Libre cours

J’avais une vague idée du côté espagnol de Maître Mohamed Ziane. J’ignorais en revanche qu’il a fait ses études secondaires à Genève en Suisse, foi de Wikipédia. Cet ancien bâtonnier de Rabat, titre qu’il avait obtenu de haute lutte contre les socialistes rbatis qui dominaient alors le barreau de la capitale, aurait pu en garder quelque raffinement ou une certaine discrétion qui rappellerait celle de la garde suisse du Vatican chargée de veiller sur la sécurité du Saint Père. Mais non, Ziane est un méditerranéen au sang chaud, le verbe haut, souvent un peu trop. Un vrai moros qui aurait pu grandir dans une caravane de Gitan. Ollé ! De 1965, début de sa carrière professionnelle, à aujourd’hui, il a changé de position mais pas de verbiage. C’est sa logorrhée qui a fait ce qu’il fut et ce qu’ilest redevenu après un long passage à vide. Il a bien essayé de rebondir en créant le parti libéral dont il a fait un réceptacle et un refuge au sens propre du terme pour les diplômés chômeurs. En vain. C’est peut-être son passage par le PPS, qui ne lui a pas laissé que de bons souvenirs, qui a fait de Ziane l’anti opposition démocratique au Maroc.

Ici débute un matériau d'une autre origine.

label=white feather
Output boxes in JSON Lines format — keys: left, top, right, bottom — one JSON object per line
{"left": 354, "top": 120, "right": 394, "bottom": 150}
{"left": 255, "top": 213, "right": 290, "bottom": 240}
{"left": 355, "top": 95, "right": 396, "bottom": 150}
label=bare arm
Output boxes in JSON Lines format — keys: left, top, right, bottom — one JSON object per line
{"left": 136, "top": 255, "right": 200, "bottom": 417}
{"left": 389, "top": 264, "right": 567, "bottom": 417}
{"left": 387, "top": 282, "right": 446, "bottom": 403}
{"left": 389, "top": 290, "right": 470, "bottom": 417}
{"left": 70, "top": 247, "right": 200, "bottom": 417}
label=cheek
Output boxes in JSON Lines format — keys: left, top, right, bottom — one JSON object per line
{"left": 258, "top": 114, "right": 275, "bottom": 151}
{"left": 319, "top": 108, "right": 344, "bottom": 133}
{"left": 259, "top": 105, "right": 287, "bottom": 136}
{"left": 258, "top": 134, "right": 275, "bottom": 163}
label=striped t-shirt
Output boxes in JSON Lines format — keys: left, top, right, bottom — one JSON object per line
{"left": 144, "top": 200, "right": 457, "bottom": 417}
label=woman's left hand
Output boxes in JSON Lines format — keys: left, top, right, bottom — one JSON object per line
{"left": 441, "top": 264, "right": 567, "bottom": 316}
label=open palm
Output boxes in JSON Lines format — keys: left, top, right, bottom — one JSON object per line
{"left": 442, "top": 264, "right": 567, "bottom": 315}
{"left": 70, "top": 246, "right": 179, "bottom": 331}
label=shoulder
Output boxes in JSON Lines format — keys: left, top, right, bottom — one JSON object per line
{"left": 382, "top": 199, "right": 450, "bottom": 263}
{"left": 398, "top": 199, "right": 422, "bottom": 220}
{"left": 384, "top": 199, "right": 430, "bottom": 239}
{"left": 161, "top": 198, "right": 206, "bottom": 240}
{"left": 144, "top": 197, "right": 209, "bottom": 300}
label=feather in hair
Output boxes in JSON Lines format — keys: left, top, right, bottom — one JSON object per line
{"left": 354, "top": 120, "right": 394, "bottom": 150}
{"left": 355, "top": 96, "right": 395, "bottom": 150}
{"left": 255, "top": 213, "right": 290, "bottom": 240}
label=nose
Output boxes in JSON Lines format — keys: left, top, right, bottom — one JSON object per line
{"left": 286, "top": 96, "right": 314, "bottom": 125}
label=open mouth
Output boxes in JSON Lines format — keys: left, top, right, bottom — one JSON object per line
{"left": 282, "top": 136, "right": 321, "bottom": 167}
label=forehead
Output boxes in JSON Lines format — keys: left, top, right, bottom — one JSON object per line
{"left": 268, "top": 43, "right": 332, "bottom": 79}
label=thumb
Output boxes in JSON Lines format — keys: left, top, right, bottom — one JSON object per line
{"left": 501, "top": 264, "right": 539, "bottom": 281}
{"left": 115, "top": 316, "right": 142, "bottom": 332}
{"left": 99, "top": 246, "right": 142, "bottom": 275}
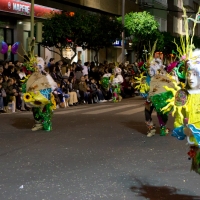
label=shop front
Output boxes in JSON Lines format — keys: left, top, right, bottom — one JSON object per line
{"left": 0, "top": 0, "right": 61, "bottom": 62}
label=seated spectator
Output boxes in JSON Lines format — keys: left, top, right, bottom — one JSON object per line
{"left": 0, "top": 82, "right": 6, "bottom": 113}
{"left": 5, "top": 78, "right": 17, "bottom": 112}
{"left": 84, "top": 74, "right": 90, "bottom": 86}
{"left": 90, "top": 78, "right": 107, "bottom": 103}
{"left": 78, "top": 76, "right": 91, "bottom": 103}
{"left": 53, "top": 82, "right": 70, "bottom": 108}
{"left": 2, "top": 76, "right": 8, "bottom": 90}
{"left": 12, "top": 77, "right": 22, "bottom": 110}
{"left": 62, "top": 78, "right": 78, "bottom": 106}
{"left": 0, "top": 65, "right": 4, "bottom": 76}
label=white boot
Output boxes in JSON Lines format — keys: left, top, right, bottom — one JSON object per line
{"left": 146, "top": 121, "right": 156, "bottom": 137}
{"left": 11, "top": 101, "right": 15, "bottom": 113}
{"left": 31, "top": 121, "right": 43, "bottom": 131}
{"left": 147, "top": 128, "right": 156, "bottom": 137}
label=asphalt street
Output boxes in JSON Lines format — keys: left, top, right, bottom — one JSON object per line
{"left": 0, "top": 97, "right": 200, "bottom": 200}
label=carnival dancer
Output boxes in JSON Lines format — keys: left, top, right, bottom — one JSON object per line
{"left": 135, "top": 41, "right": 172, "bottom": 137}
{"left": 22, "top": 56, "right": 57, "bottom": 131}
{"left": 161, "top": 6, "right": 200, "bottom": 174}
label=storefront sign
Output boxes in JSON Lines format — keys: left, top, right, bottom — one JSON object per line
{"left": 113, "top": 40, "right": 121, "bottom": 47}
{"left": 0, "top": 0, "right": 61, "bottom": 18}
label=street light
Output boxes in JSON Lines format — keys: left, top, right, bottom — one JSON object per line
{"left": 31, "top": 0, "right": 34, "bottom": 39}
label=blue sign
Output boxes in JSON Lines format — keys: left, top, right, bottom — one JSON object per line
{"left": 113, "top": 40, "right": 121, "bottom": 47}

A un moment où la libre prise de parole pouvait conduire non pas à Oukacha, avec un procès en bonne et due forme, mais à la disparition pure et simple dans la nature.

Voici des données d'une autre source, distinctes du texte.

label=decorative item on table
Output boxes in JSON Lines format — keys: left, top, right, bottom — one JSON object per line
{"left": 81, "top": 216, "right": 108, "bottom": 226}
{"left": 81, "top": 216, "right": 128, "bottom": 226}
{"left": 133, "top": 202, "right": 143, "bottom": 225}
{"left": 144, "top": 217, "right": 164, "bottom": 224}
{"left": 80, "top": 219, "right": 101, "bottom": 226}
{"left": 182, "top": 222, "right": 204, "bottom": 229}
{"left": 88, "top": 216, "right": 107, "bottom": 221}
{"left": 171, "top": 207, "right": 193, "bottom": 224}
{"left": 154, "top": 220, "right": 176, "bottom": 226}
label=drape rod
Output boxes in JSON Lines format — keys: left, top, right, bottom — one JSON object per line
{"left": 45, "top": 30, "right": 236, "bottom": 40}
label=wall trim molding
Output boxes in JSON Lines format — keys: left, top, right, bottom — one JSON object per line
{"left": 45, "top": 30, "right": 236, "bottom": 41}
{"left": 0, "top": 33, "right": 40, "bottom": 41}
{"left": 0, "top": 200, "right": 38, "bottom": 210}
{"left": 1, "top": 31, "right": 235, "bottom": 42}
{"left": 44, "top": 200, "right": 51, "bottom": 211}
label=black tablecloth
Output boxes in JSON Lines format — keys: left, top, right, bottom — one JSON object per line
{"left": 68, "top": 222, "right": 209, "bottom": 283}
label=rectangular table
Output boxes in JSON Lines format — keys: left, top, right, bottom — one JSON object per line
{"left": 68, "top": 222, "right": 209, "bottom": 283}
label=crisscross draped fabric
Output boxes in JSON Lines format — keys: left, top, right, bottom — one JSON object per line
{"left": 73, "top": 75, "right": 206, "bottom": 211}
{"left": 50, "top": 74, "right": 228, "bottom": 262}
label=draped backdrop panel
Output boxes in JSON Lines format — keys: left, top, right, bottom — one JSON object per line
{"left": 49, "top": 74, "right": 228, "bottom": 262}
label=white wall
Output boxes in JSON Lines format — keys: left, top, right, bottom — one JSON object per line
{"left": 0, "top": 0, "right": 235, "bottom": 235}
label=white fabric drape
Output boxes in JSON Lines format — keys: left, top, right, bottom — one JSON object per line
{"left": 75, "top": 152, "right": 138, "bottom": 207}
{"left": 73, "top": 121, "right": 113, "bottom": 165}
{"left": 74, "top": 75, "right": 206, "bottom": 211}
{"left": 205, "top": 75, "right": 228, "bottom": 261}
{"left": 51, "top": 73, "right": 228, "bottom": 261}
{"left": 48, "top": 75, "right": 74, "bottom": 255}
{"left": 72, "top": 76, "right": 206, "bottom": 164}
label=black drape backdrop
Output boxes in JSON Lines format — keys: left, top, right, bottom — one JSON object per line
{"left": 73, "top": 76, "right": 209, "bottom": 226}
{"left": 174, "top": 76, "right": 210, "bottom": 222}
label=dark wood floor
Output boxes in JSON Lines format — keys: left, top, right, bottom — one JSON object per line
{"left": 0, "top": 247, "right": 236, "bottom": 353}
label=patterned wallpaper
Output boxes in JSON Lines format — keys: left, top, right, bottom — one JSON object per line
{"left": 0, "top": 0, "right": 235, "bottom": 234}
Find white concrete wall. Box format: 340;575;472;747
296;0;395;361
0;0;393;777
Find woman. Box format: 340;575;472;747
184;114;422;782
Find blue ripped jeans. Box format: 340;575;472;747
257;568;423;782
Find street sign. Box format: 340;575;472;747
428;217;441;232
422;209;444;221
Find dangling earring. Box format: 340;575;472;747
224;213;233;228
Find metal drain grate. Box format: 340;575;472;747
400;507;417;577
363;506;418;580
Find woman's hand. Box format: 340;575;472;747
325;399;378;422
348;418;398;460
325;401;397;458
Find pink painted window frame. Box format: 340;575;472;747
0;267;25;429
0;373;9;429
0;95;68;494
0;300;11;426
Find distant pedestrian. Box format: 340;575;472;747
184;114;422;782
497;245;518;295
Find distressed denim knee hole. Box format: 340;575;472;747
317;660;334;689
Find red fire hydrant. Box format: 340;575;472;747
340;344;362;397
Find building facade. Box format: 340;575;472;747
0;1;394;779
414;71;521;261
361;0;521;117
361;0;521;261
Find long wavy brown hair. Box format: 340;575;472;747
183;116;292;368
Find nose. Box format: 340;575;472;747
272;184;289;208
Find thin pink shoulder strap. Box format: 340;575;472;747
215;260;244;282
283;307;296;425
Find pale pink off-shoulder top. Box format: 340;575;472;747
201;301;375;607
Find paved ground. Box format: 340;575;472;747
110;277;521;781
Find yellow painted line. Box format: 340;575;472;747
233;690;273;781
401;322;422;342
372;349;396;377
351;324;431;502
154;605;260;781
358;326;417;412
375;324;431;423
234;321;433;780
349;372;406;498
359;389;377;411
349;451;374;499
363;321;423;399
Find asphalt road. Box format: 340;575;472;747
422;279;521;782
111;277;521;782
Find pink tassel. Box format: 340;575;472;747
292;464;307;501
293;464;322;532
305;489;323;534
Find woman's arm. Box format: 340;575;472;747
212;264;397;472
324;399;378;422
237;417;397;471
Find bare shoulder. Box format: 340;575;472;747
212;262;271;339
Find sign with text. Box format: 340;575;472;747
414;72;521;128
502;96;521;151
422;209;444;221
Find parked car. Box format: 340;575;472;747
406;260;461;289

Maître Ziane, sur un arbre perché, n’était pas le gentil et naïf corbeau qui se faisait rouler par le premier canidé, mais un vrai renard qui sautait sur tous les camemberts qui se présentaient. Il était l’avocat de l’Etat quand l’Etat était un vrai rouleau compresseur. Grosse gueule, le Ziane d’aujourd’hui, qui l’ouvre à tout bout de champ, aurait été certainement terminé dans une fosse commune. Mais l’exubérant avocat, qui amuse tant actuellement la galerie par ses excès de langage et ses paraboles au-dessous de la ceinture, savait humer le vent politique et bien sentir l’odeur de l’argent même si celui-ci n’est pas censé en avoir. Il savait concocter les bons mariages, épouser les mauvaises causes dont l’une des plus célèbres a été de défendre le gouvernement en 1992 contre le grand syndicaliste que fut Noubir El Amaoui. Il avait osé traiter le gouvernement dans un journal espagnol de voleur. On soupçonne en vérité qu’il avait été poursuivi pour avoir revendiqué une monarchie parlementaire. Qu’il ait été député et conseiller municipal au nom de l’UC par bourrage des urnes, est dans sa longue carrière un détail de l’histoire. Sa nomination en 1994 comme ministre des Droits de l’Homme, pour prestigieuse qu’elle soit, n’a été ressentie que comme un pied de nez aux droits-hommistes. En prenant, malgré ce lourd passé la défense du chef de file des troubles d’El Hoceima, Nasser Zefzafi, Maître Ziane n’est pas un avocat, mais un acteur en représentation névrosée à la recherche des planches de salut qui lui prouveraient qu’il existait encore. Sa défense en rupture de Taoufiq Bouachrine s’inscrit dans le même registre : du mauvais café-théâtre pour parodie de mauvais goût.